Alte rispettivamente 1,98 e 1,97 metri, le due statue hanno un peso di 160 kg, dagli originari 400 kg del ritrovamento, in virtù della rimozione della terra di fusione.
Costruite attorno alla metà V secolo a.C. da un unico Maestro, le due statue, come dimostra la terra di fusione, sono originarie di Argo e presentano stilemi tipici del Peloponneso.

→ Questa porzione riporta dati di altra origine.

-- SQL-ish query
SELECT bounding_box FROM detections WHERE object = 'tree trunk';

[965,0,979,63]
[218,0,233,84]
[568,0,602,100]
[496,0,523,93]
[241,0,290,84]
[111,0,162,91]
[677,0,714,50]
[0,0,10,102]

Divinità o guerrieri: la loro identificazione è oggi un mistero. Così come le ipotesi sul relitto che li trasportava, mai ritrovato: particolari che lasciano aperti molti spazi interpretativi sulla loro storia. Fu la Soprintendenza di Reggio Calabria ad intervenire per prima sul restauro dei Bronzi di Riace.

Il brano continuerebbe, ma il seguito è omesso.